Author DeeBrod83 Posted September 7, 2006 Author Posted September 7, 2006 I totally agree with this. I feel that he may be my soul mate but he's not my 'life-long' mate. I hope we can stay in each other's lives (despite what Yamaha says!) and be friends. And Nicki I agree with everything you just said. It's amazing how much of a 180 I've done since the beginning. It just makes sense to me now that after 6 months, if my feelings on the subject hadn't changed, it's time to do something about it. Even at the risk of seeming superfical. Oh well: look out for number 1, right? B/c no one else can do that for you!
burning 4 revenge Posted September 8, 2006 Posted September 8, 2006 It sounds like he was a rebound. That's too bad
Yamaha Posted September 8, 2006 Posted September 8, 2006 I hope we can stay in each other's lives (despite what Yamaha says!) and be friends.
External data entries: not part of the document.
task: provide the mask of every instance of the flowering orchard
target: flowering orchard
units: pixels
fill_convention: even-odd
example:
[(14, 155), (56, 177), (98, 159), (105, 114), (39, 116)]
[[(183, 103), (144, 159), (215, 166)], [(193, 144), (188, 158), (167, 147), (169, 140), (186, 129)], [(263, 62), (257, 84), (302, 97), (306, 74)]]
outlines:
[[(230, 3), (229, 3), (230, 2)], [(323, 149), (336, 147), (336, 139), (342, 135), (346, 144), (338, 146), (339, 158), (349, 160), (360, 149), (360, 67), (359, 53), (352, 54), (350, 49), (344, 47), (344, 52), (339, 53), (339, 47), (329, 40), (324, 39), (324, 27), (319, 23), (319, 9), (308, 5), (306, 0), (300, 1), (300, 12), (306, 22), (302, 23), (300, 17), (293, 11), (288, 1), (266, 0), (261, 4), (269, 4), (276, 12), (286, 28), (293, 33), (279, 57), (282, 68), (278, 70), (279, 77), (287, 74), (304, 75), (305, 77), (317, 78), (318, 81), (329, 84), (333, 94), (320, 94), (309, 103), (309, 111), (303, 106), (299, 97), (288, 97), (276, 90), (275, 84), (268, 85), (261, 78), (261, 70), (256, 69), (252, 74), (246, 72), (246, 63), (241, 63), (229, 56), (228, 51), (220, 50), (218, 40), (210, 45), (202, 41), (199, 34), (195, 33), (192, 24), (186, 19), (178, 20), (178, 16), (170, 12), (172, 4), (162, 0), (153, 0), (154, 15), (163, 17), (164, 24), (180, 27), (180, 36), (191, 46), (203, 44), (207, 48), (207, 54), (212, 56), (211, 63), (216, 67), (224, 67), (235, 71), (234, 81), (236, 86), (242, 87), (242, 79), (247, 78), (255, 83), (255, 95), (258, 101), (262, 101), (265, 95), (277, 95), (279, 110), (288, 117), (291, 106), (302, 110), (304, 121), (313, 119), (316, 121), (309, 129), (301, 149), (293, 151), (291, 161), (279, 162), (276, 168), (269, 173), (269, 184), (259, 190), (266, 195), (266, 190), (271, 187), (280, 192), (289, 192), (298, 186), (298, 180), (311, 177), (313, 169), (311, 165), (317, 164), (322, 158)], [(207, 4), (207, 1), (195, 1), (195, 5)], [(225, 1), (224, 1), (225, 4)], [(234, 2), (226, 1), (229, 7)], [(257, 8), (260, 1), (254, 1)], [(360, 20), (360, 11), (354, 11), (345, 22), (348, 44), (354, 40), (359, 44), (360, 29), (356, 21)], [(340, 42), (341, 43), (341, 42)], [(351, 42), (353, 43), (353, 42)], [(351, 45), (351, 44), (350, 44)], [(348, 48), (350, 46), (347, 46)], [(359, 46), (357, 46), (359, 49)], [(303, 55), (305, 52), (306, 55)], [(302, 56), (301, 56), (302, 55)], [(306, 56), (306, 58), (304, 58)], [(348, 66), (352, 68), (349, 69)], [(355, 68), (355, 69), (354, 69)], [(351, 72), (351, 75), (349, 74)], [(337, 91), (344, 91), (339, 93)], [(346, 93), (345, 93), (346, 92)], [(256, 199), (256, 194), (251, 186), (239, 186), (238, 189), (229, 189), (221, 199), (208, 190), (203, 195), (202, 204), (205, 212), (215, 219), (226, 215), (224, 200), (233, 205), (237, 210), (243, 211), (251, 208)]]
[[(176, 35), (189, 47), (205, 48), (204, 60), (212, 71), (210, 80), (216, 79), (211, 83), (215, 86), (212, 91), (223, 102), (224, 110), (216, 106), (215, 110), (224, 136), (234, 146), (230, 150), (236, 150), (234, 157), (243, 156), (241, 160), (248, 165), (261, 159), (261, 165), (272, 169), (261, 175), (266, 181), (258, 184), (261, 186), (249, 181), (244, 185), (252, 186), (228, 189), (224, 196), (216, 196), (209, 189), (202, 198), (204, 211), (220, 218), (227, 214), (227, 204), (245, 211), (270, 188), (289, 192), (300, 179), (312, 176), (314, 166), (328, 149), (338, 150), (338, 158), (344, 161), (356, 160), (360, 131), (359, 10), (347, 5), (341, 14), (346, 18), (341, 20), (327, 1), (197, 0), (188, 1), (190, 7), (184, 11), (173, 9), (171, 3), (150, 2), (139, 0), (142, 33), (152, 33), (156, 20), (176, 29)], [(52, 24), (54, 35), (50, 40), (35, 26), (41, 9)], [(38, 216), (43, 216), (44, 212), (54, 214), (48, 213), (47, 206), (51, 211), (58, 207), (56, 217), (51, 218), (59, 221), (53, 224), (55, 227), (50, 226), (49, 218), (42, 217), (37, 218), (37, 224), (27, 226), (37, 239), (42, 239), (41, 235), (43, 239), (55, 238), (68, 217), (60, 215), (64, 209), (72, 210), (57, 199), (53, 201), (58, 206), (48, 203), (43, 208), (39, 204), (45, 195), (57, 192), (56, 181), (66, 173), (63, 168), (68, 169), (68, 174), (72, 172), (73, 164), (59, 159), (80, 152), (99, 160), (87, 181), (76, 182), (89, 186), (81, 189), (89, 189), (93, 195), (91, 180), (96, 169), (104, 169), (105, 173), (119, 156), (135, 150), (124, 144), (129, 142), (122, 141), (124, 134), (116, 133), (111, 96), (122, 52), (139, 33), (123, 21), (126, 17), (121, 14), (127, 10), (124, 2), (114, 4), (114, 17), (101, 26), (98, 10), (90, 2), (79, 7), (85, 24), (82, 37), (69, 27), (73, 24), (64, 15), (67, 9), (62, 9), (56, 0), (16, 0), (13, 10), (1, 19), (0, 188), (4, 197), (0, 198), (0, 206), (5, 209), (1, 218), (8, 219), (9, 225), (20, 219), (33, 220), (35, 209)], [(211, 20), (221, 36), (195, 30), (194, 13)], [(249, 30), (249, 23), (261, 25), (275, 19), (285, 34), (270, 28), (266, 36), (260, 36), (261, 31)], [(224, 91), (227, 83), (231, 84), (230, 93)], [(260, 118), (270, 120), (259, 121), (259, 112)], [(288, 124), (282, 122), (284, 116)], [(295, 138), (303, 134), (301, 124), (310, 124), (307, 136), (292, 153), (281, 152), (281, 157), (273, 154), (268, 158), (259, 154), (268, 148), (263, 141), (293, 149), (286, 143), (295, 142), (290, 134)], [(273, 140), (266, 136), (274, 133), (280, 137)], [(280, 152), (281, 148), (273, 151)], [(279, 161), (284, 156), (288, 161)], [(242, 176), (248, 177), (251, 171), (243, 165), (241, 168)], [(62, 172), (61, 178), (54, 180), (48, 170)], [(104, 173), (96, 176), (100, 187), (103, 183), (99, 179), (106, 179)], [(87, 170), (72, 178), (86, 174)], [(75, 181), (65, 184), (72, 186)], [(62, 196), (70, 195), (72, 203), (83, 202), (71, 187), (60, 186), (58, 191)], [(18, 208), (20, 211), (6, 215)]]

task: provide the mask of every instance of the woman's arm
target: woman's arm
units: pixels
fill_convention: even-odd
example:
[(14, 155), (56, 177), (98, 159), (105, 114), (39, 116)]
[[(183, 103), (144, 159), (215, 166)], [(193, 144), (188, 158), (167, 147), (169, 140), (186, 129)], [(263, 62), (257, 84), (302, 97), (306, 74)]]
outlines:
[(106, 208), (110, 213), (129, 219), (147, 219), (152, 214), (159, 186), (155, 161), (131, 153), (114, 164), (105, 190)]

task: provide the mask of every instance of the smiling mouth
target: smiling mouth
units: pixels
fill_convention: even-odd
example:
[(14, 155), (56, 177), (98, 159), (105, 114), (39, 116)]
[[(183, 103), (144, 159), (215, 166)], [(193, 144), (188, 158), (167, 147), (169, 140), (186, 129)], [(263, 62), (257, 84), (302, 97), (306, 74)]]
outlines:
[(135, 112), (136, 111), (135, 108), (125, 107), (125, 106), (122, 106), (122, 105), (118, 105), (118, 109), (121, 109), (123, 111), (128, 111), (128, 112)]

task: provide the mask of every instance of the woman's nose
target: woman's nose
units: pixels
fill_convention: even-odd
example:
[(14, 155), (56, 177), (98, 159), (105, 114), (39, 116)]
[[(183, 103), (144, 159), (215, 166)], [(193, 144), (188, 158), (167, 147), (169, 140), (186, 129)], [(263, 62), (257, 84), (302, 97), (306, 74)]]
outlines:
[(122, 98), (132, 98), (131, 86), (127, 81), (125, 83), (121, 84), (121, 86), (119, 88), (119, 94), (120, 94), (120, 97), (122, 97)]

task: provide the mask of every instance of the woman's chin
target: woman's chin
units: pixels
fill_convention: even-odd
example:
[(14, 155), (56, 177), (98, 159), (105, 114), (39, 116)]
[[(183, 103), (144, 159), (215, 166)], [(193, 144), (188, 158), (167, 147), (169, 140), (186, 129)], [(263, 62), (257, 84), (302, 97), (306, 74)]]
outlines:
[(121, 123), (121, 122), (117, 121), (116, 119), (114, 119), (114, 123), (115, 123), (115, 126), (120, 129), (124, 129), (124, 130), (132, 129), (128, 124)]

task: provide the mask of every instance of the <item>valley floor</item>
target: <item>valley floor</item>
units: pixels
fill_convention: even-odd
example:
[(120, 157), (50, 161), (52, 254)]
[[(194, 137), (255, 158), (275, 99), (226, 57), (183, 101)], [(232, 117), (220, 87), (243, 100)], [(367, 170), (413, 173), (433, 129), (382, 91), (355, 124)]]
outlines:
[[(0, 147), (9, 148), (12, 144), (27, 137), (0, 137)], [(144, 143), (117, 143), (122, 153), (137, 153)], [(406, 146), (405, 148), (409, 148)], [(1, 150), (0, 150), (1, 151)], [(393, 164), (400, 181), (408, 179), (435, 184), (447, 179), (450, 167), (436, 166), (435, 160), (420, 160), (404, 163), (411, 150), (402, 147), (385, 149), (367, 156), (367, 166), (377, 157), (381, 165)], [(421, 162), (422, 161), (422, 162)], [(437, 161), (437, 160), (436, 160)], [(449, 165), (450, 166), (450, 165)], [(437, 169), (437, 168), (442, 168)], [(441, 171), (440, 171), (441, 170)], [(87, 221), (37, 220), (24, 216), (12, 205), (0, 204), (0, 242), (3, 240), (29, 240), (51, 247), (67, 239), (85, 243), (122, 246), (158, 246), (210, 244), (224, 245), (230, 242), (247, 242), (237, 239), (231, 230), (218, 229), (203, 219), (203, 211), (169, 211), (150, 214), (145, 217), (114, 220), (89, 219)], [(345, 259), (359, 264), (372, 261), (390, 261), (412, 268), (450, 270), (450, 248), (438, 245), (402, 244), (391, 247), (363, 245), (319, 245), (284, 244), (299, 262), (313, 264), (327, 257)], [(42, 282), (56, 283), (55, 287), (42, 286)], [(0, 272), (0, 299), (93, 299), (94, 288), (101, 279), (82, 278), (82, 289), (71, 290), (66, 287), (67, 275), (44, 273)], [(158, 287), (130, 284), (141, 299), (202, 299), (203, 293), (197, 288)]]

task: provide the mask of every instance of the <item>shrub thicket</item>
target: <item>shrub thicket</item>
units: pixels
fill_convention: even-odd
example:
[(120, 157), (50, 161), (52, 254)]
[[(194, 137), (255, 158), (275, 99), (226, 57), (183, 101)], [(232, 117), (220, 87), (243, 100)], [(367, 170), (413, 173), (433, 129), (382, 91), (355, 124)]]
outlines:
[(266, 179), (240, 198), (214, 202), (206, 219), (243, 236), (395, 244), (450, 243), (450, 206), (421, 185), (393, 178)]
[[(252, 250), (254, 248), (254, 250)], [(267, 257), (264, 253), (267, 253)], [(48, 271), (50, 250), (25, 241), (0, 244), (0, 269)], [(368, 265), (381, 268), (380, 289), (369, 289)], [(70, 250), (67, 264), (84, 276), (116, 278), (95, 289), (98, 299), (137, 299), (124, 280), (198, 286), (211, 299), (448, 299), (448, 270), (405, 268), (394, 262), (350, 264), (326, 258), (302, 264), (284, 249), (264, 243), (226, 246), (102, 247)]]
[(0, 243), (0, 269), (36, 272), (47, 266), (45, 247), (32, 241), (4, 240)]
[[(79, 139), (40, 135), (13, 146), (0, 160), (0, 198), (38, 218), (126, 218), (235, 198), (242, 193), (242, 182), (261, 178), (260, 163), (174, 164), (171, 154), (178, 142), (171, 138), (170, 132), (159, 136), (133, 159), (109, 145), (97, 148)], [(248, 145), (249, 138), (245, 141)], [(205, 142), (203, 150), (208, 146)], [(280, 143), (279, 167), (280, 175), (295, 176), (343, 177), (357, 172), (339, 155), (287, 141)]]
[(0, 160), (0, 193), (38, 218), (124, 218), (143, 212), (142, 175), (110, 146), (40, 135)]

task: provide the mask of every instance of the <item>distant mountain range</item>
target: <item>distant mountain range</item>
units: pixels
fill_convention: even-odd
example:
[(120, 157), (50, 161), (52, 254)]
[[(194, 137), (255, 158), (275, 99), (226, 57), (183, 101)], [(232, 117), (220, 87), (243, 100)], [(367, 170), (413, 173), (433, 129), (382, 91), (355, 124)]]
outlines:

I'm really not trying to be a downer. Maybe he can see you the way you see him ( loving each others minds ) and it won't get to him that you can't love him, romantically. True platonic friendships are rare because feelings and emotions get involved, for one of you. It is hard to love someone's mind (only) if those carnal lusts are stirring in you. Good Luck.
burning 4 revenge Posted September 8, 2006 Posted September 8, 2006 I think it would be impossible to be friends, because you always will have the rejection between you. He was rejected for his body and that's so personal that I would think it would be too much to deal with in a friendship. If you really love him as a person and you want to spare him from pain and help him preserve his dignity, don't be friends. That dosn't mean you have to be cold if he contacts you, but keep an appropriate distance. This is a case where you are being a true friend by not being his friend.